Dr. Sarah Chen
Associate Professor of Computer Science
Stanford University
My research focuses on natural language processing, machine learning, and the intersection of language understanding with knowledge representation.
About Me
I am an Associate Professor of Computer Science at Stanford University, where I direct the Language Intelligence Lab (LIL). My research lies at the intersection of natural language processing, machine learning, and knowledge representation, with a focus on building systems that can understand, reason about, and generate human language in robust and trustworthy ways.

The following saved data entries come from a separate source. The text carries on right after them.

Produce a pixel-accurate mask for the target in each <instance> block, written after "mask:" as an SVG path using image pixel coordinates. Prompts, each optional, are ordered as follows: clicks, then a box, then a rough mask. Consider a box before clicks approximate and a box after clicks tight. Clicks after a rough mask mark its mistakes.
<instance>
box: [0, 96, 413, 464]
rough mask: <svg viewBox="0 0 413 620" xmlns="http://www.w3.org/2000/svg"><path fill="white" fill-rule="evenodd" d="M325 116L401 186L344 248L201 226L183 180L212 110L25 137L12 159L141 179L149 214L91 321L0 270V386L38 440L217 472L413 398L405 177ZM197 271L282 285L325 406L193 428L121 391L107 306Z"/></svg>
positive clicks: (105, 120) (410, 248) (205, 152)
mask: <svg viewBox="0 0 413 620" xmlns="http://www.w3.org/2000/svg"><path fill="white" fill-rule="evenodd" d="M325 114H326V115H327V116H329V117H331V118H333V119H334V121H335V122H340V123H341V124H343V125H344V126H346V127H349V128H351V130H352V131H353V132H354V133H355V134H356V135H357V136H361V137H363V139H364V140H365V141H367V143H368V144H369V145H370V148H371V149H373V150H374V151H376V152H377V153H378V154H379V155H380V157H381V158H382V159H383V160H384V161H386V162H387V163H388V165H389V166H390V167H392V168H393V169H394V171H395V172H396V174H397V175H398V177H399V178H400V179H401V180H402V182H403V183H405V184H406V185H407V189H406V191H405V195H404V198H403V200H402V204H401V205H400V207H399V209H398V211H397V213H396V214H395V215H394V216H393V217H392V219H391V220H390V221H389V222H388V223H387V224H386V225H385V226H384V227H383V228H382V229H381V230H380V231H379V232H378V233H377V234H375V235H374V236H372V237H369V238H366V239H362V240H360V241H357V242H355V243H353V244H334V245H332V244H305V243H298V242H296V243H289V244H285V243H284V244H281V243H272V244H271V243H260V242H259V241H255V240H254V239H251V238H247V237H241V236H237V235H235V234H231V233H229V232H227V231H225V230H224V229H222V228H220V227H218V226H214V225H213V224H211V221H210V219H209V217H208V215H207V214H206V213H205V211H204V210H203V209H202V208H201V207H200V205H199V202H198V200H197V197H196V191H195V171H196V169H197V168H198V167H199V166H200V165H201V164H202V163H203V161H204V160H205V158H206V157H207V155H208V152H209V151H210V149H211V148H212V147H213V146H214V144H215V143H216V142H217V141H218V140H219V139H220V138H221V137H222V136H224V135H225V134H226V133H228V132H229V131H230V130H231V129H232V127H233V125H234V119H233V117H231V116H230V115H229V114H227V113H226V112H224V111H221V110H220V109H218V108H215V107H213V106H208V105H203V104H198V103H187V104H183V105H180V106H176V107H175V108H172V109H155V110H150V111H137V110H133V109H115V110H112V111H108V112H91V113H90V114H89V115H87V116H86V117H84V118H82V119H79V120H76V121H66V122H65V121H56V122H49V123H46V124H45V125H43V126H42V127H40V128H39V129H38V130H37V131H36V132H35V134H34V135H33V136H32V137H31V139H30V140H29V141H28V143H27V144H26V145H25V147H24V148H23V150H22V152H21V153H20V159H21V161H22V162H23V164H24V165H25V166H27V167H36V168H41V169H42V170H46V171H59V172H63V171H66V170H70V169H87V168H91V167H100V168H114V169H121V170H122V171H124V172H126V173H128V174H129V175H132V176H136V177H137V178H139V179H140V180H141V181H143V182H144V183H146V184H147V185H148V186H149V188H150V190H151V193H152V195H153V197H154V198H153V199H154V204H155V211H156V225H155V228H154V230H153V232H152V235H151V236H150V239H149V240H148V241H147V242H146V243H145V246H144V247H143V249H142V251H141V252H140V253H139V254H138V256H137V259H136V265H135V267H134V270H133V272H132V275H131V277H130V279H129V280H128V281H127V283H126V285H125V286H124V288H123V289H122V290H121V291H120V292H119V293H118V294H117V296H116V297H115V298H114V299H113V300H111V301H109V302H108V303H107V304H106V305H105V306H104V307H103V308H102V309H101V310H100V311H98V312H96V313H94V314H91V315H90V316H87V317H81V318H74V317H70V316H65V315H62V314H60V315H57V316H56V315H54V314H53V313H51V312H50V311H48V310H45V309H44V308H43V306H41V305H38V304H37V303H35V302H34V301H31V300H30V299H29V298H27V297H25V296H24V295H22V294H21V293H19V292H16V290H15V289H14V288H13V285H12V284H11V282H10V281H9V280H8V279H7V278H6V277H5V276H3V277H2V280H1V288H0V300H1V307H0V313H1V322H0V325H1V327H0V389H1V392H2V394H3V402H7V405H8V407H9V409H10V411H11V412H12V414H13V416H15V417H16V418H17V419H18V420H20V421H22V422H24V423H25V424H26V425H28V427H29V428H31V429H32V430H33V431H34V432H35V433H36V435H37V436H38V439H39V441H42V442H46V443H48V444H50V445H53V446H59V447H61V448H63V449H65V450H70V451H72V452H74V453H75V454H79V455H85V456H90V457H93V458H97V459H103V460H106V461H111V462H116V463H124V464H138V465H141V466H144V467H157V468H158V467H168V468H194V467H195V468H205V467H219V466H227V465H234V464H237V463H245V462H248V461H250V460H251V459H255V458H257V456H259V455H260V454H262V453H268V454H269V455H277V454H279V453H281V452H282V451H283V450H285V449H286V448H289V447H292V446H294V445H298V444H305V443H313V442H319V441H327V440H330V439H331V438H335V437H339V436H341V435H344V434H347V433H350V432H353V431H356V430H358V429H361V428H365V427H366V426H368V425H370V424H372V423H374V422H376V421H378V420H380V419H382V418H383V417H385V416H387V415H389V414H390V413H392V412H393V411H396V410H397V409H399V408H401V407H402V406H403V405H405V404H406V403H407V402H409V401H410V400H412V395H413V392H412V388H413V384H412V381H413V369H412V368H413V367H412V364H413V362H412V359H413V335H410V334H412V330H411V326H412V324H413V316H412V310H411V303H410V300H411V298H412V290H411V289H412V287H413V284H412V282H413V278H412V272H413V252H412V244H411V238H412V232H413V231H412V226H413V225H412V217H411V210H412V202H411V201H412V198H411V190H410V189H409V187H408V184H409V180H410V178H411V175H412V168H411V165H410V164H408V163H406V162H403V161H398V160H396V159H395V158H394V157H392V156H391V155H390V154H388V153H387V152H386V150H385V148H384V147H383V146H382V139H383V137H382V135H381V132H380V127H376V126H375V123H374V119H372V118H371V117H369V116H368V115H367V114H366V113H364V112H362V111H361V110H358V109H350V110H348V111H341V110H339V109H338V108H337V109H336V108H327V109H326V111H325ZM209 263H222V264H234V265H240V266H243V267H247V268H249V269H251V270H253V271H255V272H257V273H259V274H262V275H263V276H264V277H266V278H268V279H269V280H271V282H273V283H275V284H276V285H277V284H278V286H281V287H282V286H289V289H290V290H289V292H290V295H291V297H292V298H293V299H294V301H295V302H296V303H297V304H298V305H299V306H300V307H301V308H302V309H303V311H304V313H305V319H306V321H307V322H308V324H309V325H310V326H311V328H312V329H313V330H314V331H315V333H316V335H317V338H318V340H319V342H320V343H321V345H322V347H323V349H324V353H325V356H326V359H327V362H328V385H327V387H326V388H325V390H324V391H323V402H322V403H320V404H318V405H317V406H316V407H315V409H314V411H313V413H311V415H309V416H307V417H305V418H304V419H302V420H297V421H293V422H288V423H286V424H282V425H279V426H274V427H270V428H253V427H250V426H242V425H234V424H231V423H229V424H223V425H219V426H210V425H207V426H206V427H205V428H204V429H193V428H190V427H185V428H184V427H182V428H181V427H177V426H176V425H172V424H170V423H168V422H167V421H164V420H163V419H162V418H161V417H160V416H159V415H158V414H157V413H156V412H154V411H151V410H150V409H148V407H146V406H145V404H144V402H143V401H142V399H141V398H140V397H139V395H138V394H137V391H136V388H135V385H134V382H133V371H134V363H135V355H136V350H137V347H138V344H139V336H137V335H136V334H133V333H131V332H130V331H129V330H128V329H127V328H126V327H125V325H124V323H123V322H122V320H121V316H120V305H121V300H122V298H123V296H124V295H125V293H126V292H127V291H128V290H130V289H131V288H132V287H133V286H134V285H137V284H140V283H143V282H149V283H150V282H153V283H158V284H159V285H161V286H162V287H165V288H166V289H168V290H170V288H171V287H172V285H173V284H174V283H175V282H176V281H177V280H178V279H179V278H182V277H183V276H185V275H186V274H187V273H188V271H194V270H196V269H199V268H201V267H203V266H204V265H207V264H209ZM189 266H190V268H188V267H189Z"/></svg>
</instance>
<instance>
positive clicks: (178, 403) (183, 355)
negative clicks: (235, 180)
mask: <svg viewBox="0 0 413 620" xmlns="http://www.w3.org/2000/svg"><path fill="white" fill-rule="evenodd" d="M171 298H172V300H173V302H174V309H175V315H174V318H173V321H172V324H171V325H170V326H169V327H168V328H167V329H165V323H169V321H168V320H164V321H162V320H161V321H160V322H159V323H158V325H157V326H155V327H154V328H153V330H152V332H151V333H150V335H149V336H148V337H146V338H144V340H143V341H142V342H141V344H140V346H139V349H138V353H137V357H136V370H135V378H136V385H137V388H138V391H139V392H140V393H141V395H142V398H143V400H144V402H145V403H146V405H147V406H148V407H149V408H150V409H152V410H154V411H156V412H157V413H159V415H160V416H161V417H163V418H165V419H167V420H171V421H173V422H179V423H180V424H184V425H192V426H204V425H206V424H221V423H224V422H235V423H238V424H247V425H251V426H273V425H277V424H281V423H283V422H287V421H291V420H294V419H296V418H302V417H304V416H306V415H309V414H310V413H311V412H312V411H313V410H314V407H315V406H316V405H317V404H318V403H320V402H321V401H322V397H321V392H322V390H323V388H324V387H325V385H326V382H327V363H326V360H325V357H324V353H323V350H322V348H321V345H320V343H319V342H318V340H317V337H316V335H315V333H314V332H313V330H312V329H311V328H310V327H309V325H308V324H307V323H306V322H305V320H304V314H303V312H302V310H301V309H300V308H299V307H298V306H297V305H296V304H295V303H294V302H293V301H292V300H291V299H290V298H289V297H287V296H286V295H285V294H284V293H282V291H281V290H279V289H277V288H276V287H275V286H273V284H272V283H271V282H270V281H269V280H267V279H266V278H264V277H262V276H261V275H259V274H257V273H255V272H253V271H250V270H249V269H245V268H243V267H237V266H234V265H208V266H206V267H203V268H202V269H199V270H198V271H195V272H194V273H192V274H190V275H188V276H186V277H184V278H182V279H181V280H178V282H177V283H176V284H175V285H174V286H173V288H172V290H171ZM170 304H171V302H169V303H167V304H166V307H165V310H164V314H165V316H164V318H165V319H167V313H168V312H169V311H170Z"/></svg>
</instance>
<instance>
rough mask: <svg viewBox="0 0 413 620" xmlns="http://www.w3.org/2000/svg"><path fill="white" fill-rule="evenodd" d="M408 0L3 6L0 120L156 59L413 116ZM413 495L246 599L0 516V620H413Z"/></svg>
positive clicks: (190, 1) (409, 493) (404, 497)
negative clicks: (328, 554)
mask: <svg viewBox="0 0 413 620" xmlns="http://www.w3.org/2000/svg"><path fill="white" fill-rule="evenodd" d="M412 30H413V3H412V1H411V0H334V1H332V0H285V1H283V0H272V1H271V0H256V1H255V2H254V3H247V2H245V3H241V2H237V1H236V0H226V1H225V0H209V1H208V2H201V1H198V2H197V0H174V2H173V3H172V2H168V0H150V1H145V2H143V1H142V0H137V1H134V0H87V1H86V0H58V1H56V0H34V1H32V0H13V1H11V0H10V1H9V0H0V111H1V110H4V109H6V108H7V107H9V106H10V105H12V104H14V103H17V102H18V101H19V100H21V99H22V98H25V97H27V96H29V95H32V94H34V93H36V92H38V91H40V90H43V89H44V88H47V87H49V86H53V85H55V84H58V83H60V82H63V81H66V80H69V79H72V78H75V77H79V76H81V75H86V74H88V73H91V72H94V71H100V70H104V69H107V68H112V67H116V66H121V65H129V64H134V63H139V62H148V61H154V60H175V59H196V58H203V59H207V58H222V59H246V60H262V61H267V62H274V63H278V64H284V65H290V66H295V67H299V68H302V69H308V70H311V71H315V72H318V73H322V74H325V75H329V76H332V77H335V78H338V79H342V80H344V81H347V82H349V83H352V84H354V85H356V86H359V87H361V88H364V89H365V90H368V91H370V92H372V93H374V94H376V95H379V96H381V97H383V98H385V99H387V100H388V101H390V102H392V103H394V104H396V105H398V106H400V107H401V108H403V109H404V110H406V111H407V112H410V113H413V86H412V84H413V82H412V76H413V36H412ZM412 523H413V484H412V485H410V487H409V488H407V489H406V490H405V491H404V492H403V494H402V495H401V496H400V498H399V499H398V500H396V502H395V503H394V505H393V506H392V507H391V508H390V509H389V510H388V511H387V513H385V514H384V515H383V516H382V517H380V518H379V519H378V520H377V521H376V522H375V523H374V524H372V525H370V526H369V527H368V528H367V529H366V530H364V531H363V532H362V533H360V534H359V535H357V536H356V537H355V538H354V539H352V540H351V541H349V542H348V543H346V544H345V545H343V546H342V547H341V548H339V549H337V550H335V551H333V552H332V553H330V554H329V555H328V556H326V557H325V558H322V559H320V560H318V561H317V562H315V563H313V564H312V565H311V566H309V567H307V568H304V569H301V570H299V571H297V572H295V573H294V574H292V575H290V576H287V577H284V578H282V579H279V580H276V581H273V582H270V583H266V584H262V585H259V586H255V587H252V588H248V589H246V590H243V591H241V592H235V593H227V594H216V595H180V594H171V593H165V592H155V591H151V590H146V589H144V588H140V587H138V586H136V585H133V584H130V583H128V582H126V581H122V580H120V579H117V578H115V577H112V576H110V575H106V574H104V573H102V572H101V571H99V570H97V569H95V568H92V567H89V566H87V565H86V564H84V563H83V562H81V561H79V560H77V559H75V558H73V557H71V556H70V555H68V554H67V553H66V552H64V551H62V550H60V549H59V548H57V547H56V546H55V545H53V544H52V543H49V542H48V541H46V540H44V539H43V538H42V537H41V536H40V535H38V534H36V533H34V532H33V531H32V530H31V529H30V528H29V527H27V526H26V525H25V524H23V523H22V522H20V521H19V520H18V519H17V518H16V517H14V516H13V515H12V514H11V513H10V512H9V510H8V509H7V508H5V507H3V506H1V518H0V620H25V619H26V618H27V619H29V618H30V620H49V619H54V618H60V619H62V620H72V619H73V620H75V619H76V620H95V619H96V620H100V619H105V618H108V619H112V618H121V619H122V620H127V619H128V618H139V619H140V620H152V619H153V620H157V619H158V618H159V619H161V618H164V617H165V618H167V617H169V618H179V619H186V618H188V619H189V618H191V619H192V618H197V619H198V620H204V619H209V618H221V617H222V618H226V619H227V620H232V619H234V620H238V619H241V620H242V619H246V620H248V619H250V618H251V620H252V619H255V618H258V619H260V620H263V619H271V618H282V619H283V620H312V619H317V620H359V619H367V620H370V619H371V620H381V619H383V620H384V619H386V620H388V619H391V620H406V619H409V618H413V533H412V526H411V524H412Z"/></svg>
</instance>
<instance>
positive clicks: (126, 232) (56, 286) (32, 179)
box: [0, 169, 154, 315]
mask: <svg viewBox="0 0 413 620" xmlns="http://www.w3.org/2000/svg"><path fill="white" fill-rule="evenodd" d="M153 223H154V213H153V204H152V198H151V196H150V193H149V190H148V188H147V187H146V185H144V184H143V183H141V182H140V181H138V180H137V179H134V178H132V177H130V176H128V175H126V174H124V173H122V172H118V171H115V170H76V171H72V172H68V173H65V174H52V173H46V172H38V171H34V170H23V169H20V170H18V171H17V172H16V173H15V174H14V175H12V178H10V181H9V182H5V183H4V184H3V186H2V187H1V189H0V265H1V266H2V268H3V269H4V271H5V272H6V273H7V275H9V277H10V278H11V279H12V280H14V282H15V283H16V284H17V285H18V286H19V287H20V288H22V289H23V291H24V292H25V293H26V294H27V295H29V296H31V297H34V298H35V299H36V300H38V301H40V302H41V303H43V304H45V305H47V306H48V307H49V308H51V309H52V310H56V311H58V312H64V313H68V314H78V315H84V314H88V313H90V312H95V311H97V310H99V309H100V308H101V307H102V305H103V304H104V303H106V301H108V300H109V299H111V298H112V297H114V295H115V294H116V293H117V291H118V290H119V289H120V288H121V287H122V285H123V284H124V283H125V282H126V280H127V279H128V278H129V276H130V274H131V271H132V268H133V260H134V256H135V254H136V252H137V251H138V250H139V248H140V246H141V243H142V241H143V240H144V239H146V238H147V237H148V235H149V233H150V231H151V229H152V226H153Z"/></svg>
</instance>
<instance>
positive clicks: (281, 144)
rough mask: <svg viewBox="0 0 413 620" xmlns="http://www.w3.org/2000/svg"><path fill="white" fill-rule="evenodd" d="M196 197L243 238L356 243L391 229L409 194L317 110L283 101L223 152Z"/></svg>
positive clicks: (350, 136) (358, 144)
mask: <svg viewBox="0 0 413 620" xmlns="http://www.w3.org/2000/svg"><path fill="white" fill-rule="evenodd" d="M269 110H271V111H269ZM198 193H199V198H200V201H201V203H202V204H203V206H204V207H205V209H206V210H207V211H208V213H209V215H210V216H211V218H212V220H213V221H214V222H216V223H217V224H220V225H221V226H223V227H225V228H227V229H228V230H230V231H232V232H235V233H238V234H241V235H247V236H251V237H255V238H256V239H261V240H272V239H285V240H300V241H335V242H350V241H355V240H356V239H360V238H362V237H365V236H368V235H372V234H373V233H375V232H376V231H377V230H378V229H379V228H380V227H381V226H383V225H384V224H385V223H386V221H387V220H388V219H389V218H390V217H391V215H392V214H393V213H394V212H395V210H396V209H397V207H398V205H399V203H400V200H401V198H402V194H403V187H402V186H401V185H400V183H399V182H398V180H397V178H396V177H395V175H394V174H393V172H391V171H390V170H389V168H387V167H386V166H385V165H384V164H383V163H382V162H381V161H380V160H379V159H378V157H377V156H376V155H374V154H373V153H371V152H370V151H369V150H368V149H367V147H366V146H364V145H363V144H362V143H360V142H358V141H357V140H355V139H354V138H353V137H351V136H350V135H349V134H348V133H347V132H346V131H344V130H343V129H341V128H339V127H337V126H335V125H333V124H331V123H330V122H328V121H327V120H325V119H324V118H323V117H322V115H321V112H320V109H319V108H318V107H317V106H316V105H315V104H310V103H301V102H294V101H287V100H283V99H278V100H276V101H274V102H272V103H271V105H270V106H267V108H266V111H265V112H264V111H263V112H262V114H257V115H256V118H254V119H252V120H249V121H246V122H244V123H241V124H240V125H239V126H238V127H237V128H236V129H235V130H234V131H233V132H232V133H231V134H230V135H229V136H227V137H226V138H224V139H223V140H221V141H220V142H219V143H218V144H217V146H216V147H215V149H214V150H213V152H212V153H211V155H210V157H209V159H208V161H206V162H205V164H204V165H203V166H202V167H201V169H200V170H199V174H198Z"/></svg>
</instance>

Before joining Stanford, I was a postdoctoral researcher at MIT CSAIL working with Prof. Regina Barzilay. I received my PhD from Carnegie Mellon University in 2016, where I was advised by Prof. Noah Smith. My thesis on structured prediction for semantic parsing received the ACL Best Dissertation Award.
Research Interests
- Large Language Models — alignment, reasoning, and factuality
- Semantic Parsing — mapping natural language to executable representations
- Knowledge Graphs — extraction, completion, and integration with LLMs
- Multilingual NLP — cross-lingual transfer and low-resource languages
- Trustworthy AI — interpretability, robustness, and fairness in NLP systems
Recent News
- Mar 2026 — Our paper "Faithful Chain-of-Thought Reasoning via Semantic Entailment" was accepted to ACL 2026.
- Jan 2026 — Received the NSF CAREER Award for research on trustworthy language generation.
- Dec 2025 — Invited keynote at NeurIPS 2025 Workshop on Reliable AI.
- Oct 2025 — Two papers accepted to EMNLP 2025 (one Oral).
- Sep 2025 — Welcome to three new PhD students joining the lab this fall!